Popular media can be a very good source of market trends. Some recent things I’ve observed makes me think this long bull-market is coming close to an end.

I recently happened on a very interesting article that suggested that margin lending by hedge funds had reached an all-time high. It also suggested that hedge funds were generally exiting their short positions in favor of going long. While such indications may propel one last and final wave of exuberance in what is been a very lengthy bull-market, the increasing usage of leverage is also a precursor to the fact that the next leg down whenever that is will be a particularly nasty one.

According to the Goldman research, hedge fund leverage is at the highest it’s been in the market since 2009. Also interesting is that the short ratio as a percentage of total equity market value is also the lowest it’s been since the bull market began. While these two indicators can typically be viewed as near-term bullish for markets, taking a more contrary in perspective suggests that exuberance in the market is rapidly reaching a peak.

Successive waves of doubt and disbelief about the length and duration of the rally has now given way to FOMO or fear of missing out, with hedge funds giving up the fight and deciding that if you can’t beat them you have to join them. If you view hedge funds collectively as ‘the market’, high leverage and low levels of short activity suggests peak bullishness.


Also interesting was a distinct trend in chasing outperformance, with hedge funds collectively doubling down on Facebook, Amazon, AliBaba and Alphabet. Now, while all of these are companies of the highest quality, and all core members of Project $1M, the fact that new money is still pouring in here after these names are up 30- 40% in 2017 (or in BABA’s case over 100%) somewhat boggles the mind.

While I don’t believe the valuations on these businesses are onerous, seeing hedge funds collectively gearing up to invest in these businesses on mass doesn’t fill me with a lot of confidence. You can be sure that when the next cyclical downturn comes along that these names will be hit hard as the market corrects.

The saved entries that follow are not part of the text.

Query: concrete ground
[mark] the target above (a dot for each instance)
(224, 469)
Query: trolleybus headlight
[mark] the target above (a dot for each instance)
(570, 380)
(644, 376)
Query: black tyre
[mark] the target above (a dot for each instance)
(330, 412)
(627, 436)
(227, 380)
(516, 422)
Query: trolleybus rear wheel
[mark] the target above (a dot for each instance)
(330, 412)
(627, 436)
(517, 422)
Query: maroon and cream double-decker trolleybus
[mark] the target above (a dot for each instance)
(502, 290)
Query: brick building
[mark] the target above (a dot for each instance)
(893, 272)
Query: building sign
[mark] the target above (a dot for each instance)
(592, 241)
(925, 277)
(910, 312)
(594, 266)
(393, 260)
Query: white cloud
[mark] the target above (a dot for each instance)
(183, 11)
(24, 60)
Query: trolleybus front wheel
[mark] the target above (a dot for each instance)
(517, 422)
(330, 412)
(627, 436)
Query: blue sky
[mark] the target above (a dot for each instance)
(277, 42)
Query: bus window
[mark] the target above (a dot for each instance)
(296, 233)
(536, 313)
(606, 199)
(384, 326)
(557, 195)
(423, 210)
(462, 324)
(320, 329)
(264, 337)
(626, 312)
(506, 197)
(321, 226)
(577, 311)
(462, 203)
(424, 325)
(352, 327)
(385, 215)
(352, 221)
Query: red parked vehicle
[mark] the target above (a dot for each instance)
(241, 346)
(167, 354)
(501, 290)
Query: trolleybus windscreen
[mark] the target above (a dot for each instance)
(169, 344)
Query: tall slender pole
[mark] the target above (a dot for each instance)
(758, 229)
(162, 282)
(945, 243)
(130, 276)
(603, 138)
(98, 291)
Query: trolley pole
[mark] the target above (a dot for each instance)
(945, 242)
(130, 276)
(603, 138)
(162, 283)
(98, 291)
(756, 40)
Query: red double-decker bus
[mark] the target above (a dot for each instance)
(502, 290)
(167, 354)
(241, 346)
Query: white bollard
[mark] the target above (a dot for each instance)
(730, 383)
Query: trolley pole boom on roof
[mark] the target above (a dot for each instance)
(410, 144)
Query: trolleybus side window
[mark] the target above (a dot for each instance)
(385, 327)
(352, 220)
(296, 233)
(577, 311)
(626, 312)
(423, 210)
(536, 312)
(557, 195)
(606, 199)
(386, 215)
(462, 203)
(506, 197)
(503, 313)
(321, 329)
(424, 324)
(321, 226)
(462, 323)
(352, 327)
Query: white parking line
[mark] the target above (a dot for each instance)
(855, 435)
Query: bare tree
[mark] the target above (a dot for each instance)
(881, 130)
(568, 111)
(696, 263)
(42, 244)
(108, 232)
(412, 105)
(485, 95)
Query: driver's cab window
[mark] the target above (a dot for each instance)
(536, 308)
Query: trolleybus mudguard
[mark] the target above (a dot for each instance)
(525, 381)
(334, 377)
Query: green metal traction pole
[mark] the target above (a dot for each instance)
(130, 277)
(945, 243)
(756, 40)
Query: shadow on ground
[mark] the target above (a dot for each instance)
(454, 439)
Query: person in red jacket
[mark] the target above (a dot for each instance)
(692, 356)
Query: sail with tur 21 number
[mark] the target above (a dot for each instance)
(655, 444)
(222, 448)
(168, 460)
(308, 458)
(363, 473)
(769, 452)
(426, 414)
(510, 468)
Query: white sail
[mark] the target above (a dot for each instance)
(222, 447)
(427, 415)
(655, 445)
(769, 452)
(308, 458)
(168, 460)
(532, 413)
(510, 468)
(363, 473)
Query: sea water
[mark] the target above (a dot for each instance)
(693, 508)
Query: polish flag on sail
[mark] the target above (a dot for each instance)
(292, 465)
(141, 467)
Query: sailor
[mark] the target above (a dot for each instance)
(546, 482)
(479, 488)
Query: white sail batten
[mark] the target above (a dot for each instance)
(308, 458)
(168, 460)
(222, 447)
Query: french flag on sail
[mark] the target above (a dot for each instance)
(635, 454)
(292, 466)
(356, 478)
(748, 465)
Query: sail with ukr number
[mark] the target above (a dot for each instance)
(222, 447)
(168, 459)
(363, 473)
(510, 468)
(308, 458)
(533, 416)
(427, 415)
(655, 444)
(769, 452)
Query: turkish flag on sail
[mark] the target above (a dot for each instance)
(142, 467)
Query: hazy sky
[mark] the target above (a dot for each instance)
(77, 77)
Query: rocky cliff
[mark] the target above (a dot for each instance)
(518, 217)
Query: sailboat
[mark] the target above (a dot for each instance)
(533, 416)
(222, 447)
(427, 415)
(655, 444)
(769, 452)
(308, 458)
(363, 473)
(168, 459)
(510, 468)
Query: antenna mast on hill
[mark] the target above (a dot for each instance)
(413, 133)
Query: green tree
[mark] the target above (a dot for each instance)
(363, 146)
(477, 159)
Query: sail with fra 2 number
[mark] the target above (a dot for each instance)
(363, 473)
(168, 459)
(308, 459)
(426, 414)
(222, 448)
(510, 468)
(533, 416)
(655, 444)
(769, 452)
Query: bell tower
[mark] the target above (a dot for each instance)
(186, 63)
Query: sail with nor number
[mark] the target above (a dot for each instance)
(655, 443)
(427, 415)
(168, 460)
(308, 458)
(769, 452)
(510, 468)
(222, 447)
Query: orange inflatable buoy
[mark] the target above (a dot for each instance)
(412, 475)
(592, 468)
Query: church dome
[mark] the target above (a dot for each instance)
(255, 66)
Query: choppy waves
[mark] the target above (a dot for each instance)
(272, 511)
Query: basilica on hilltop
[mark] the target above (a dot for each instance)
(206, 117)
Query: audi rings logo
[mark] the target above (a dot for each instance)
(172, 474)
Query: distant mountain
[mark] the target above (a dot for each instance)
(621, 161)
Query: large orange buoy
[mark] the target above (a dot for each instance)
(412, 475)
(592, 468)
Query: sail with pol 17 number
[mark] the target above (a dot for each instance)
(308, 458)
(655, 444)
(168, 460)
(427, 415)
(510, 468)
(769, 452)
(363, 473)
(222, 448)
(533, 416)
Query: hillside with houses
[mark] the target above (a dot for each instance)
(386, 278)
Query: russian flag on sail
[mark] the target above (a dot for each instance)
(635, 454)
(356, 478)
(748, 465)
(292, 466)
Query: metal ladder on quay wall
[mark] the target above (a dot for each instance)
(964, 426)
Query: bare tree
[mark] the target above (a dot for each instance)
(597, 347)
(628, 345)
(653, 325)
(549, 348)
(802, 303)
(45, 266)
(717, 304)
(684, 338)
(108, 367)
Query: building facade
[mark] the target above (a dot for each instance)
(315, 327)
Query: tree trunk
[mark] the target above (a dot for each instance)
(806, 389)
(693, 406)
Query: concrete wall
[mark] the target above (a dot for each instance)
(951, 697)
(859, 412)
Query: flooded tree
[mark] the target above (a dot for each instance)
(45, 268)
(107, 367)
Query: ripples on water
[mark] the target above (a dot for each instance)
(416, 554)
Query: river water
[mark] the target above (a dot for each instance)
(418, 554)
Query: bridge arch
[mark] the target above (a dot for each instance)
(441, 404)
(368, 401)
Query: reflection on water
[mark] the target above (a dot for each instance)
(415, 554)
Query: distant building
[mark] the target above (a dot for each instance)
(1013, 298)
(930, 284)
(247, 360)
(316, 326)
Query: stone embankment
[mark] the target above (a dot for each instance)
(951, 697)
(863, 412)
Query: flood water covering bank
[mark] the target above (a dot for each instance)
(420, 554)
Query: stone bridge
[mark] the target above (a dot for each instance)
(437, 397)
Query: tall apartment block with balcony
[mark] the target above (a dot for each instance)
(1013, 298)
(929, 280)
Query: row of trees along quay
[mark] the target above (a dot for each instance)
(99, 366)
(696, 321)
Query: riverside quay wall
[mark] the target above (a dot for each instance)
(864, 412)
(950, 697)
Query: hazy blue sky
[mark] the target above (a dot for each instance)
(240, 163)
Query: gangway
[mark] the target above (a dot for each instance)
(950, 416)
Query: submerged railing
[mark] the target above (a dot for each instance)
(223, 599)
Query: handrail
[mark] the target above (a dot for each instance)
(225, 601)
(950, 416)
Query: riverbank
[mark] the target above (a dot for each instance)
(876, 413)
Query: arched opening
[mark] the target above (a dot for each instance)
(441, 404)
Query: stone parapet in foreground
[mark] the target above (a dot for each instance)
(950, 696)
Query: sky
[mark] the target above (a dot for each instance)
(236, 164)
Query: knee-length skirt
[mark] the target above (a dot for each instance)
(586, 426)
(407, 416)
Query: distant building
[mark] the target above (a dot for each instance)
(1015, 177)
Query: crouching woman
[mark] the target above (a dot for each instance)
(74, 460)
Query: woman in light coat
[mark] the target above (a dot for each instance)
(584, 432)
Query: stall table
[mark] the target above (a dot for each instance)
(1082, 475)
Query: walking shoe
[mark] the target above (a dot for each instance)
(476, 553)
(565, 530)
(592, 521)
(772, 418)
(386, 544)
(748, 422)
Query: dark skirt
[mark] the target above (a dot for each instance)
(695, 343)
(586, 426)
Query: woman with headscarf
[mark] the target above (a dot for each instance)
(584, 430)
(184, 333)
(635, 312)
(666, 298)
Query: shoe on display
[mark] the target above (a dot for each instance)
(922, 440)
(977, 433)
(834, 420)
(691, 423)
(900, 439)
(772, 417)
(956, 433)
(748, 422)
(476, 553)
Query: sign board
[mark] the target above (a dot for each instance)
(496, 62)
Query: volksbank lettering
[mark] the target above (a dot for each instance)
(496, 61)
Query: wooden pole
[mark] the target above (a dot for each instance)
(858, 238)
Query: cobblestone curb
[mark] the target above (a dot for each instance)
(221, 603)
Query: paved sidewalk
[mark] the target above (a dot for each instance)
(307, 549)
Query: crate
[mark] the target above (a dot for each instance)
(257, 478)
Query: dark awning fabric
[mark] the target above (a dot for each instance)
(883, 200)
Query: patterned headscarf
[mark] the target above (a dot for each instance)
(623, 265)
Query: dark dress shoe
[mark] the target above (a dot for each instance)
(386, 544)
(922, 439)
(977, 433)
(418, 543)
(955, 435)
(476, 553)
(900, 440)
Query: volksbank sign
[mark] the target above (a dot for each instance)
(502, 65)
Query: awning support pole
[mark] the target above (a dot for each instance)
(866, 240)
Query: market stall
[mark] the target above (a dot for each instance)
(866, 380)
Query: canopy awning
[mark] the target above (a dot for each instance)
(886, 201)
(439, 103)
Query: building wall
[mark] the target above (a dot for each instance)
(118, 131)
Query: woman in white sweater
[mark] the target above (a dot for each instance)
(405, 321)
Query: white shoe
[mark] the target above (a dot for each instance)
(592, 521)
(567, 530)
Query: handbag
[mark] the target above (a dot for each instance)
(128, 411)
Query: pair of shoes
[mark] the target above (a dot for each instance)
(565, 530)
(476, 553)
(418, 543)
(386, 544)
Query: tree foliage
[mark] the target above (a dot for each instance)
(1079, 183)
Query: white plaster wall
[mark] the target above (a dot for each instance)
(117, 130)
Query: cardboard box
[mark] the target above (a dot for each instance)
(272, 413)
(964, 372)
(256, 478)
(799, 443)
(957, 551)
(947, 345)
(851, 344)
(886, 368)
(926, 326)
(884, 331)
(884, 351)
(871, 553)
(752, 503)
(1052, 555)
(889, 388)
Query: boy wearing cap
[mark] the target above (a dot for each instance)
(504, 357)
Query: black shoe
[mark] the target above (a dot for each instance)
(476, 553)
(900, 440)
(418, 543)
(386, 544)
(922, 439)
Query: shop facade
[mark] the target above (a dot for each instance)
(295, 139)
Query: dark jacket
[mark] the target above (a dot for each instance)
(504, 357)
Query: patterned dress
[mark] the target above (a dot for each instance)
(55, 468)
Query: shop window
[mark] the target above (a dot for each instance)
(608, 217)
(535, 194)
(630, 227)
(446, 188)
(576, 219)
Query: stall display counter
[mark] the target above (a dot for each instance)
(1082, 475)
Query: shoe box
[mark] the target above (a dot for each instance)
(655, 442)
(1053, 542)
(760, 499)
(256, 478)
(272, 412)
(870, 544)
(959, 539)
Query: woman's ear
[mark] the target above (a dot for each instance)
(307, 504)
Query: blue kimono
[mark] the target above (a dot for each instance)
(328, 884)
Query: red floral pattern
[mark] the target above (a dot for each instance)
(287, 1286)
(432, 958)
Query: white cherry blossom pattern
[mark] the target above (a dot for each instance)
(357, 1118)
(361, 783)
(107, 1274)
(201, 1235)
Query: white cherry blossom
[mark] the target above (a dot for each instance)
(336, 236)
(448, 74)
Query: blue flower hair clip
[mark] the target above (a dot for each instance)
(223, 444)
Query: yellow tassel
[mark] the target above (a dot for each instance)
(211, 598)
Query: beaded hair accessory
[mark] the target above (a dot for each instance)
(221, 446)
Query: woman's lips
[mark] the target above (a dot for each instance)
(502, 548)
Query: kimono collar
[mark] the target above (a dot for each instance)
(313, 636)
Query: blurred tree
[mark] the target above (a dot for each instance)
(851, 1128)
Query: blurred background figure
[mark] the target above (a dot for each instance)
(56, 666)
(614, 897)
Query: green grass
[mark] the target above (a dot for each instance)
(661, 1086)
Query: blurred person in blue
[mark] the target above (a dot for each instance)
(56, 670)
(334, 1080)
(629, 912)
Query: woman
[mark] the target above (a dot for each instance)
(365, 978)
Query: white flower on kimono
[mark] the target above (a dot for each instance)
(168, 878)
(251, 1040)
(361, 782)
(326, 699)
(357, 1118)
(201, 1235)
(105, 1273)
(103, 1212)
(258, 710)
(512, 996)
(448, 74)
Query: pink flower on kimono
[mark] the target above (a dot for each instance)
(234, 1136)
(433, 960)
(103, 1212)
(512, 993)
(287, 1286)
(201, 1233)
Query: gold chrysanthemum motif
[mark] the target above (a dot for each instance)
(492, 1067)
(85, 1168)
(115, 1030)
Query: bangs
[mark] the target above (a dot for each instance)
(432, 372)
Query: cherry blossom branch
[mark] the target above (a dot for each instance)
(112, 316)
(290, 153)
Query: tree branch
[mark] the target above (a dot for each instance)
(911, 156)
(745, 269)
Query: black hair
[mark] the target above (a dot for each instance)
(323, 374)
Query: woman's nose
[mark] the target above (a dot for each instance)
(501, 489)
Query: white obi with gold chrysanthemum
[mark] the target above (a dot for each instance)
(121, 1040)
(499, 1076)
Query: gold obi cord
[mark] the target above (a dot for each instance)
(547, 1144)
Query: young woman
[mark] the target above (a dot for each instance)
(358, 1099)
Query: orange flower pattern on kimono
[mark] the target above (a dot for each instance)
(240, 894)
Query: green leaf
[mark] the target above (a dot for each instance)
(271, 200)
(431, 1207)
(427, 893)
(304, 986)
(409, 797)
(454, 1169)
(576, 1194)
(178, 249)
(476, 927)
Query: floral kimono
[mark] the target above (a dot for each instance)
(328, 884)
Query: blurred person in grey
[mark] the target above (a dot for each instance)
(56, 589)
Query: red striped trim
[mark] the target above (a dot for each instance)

As a contra indicator, ‘peak exhuberance’ suggests to me that we are getting closer to the beginning of a market decline. Its the moment when something somewhere snaps in someone, and people step back and think, ‘what have we done’?. The tech decline in 2000 was just such a moment.  However just because we may be at a moment of ‘peak exhuberance’, it doesn’t necessarily mean that markets will come down crashing imminently.

So what will trigger the inevitable decline? Short of a blackswan event, I see 2  potential triggers.

Rapidly rising interest rates trigger the next economic downturn. This is a little hard to predict in terms of timing and duration, but inevitably interest rates will be raised at a rate which sufficiently depresses economic activity causing an economic decline and a corresponding market decline. This will be a prolonged event that will play out over a couple of years.

We’ve run too far, too fast. A more concerning, and potentially far more rapid unwinding would take place if markets just woke up to themselves one day and say we have run too far, too fast. It may be as simple as the Fed and other Central Banks cautioning on excessive valuations or some other macro deleveraging event in some other part of the world (I see China as a possible cause) that results in the unwinding or liquidation positions. With gearing levels significantly up, these could facilitate an equally rapid tumble and decline that has been as rapid as the rise up.


While its not really possible to predict when and how declines will occur and what triggers them, what we can see empirical evidence of is indicators of optimism.  Judging by the way hedge funds are behaving at the moment, I’d suggest peak optimism is not far from where we are. The contrarian in me, and the contrarian in you should be suitably concerned.